Chinese and South Korean officials are set to meet Friday — the first time since the United Nations Security Council imposed sanctions on North Korea earlier this month — to discuss their response to Pyongyang’s missile and nuclear activities. The planned meeting comes hours after Seoul said its reclusive neighbor fired a ballistic missile into the Sea of Japan early Friday.

Kim Hong-kyun, South Korea's special representative for Korean Peninsula peace and security affairs will meet his Chinese counterpart Wu Dawei in Beijing to hold talks on ways to implement the new U.N. sanctions against Pyongyang, Yonhap News Agency reported, citing the South Korean foreign ministry. The ministry added that it expected the meeting to help close coordination among South Korea, China and the U.S. over the North Korean nuclear issue, Yonhap reported.

Beijing is widely seen as North Korea's diplomatic and economic protector.
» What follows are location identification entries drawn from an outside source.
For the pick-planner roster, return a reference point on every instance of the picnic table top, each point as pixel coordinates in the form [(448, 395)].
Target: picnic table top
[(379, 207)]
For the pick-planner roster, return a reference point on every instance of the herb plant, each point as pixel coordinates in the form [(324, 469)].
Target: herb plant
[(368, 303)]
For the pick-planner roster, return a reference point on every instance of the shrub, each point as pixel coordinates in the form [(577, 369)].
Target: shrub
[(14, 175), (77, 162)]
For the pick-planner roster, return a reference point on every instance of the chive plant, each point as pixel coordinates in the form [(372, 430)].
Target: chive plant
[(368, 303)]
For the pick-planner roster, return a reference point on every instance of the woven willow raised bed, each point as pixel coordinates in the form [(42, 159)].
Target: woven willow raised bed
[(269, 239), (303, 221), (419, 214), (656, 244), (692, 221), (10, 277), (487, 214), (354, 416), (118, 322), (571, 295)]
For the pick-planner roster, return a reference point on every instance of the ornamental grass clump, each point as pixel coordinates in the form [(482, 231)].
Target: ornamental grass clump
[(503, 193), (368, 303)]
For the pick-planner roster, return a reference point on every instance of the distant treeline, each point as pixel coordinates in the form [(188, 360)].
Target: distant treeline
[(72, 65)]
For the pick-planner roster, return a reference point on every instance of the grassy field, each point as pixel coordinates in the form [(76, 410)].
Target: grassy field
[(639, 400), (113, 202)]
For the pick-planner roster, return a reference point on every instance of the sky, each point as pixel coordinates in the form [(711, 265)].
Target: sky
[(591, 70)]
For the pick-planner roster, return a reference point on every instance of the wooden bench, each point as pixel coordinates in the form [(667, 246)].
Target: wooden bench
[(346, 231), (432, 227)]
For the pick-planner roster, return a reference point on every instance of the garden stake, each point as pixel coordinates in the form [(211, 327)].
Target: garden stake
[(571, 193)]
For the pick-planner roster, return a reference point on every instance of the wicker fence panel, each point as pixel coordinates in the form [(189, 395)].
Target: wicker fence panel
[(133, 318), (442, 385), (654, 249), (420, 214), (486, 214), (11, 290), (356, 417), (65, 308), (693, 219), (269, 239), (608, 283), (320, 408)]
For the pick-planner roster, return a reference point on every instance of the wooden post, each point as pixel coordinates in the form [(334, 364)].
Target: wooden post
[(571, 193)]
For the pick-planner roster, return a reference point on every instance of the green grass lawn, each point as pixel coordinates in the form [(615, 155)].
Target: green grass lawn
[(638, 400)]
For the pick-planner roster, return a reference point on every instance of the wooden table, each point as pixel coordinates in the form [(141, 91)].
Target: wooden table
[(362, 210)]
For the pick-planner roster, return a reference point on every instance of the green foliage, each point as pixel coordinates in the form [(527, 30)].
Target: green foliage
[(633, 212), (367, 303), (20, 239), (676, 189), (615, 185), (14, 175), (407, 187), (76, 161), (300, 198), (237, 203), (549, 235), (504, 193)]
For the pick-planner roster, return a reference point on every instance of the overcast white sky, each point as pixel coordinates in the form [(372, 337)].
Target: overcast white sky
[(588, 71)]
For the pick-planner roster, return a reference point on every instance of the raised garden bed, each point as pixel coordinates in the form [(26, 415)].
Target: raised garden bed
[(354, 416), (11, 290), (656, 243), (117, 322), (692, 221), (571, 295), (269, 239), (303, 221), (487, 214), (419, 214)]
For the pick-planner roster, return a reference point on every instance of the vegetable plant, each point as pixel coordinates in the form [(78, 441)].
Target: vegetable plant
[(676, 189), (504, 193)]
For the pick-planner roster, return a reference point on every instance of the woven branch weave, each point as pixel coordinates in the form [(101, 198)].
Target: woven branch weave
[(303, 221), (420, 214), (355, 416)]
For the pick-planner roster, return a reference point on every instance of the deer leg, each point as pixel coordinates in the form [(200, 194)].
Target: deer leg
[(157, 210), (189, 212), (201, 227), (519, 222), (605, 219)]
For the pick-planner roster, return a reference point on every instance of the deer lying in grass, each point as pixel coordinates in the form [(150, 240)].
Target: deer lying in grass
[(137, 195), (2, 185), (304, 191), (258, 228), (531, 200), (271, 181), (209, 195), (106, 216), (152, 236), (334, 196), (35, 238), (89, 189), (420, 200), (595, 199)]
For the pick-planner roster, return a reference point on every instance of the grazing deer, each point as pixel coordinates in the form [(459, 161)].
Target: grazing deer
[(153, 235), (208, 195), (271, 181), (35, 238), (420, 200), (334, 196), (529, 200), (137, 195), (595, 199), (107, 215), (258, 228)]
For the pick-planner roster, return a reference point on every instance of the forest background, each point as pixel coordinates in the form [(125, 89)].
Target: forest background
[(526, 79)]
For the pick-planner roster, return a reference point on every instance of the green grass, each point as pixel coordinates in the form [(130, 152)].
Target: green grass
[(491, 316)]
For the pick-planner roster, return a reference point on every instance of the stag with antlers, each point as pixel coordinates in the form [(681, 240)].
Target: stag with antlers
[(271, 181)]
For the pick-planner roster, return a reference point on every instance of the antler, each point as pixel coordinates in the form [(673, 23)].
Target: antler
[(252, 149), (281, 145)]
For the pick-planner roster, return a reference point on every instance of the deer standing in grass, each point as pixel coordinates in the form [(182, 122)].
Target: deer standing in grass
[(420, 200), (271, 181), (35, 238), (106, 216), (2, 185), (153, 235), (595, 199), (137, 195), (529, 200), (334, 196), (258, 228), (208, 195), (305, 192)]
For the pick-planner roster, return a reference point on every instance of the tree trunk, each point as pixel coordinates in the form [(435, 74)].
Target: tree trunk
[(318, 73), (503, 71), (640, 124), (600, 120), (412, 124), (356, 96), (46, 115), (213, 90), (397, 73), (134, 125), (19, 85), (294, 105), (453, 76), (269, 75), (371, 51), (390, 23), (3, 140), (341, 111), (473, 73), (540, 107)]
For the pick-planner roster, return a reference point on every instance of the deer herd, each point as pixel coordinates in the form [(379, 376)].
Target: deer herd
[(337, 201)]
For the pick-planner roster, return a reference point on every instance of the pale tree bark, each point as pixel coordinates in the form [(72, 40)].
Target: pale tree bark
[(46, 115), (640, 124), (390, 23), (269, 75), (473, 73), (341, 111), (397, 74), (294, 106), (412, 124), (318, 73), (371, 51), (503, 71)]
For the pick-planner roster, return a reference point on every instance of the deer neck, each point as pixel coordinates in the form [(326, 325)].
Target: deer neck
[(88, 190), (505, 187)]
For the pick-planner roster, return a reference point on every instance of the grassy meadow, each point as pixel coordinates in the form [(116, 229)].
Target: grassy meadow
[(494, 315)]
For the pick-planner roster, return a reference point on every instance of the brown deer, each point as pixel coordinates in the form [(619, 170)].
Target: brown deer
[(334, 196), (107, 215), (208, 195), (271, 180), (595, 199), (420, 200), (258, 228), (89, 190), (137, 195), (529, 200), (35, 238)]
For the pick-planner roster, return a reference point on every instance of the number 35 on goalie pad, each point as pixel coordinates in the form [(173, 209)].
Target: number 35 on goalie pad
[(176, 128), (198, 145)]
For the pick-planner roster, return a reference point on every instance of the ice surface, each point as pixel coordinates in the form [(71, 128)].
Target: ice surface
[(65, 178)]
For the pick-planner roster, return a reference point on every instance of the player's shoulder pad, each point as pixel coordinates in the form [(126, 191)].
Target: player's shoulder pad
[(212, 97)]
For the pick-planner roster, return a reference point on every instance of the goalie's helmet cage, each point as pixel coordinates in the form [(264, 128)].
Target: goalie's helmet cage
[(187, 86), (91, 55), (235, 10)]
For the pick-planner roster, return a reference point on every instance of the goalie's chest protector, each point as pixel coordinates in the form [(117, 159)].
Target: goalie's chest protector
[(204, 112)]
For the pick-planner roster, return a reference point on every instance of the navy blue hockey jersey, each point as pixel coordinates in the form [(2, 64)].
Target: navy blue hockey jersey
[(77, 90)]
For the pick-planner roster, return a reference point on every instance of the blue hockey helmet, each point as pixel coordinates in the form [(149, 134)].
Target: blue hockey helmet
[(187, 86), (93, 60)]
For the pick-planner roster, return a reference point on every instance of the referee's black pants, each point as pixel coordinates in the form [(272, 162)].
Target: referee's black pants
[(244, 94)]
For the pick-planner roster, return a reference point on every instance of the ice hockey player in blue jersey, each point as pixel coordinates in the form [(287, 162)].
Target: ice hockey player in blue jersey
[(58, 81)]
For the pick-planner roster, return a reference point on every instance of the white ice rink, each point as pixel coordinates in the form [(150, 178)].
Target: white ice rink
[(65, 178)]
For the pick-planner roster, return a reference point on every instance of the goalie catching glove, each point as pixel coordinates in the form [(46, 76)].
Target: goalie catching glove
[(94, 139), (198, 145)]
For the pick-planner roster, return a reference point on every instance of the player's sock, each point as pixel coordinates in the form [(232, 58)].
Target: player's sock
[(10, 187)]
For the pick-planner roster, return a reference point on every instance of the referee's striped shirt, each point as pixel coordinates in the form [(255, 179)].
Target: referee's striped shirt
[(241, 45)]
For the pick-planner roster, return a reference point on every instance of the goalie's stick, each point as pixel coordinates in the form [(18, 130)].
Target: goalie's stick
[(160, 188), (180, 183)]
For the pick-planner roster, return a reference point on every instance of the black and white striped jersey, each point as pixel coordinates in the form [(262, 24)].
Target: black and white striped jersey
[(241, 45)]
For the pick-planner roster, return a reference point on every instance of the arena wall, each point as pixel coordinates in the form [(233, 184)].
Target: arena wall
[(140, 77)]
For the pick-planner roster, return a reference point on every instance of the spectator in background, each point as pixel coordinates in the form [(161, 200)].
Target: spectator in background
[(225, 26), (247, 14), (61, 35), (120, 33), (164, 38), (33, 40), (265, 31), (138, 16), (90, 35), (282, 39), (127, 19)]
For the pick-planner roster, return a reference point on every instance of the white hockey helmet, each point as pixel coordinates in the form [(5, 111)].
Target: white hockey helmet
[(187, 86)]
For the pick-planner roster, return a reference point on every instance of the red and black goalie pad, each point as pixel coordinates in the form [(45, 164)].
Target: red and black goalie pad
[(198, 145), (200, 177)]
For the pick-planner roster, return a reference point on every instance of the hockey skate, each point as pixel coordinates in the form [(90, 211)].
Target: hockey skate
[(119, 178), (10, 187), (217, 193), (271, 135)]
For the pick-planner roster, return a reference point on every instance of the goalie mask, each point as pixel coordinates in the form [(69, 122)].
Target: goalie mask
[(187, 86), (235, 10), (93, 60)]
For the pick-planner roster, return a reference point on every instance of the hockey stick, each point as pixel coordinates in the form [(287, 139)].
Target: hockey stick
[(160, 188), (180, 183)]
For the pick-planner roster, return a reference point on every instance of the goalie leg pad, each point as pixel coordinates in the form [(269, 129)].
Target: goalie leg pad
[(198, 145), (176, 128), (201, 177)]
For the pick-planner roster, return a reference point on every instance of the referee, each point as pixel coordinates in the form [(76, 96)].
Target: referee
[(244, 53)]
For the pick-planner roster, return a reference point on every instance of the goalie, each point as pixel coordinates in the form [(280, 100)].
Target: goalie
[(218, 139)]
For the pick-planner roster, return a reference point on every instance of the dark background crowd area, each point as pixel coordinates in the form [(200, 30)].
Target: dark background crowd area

Although China criticized Pyongyang's recent nuclear test, experts fear Beijing may not go too far against North Korea. China may be concerned about an influx of refugees from North Korea across its own border and to South Korea if the Kim Jong Un-led government was toppled.

China has maintained that it would enforce the U.N. sanctions on the North, but also called for resuming talks with Pyongyang to resolve the nuclear issue. The world’s second-largest economy had also expressed strong opposition to the possible deployment of the Terminal High Altitude Area Defense (THAAD) by the U.S. in South Korea, citing security threats to the region.

The Korean Peninsula has been marred with tensions as the North has threatened to carry out additional nuclear tests and ballistic rocket launches in defiance of sanctions. Pyongyang conducted a fourth nuclear test in January and launched a long-range rocket in February.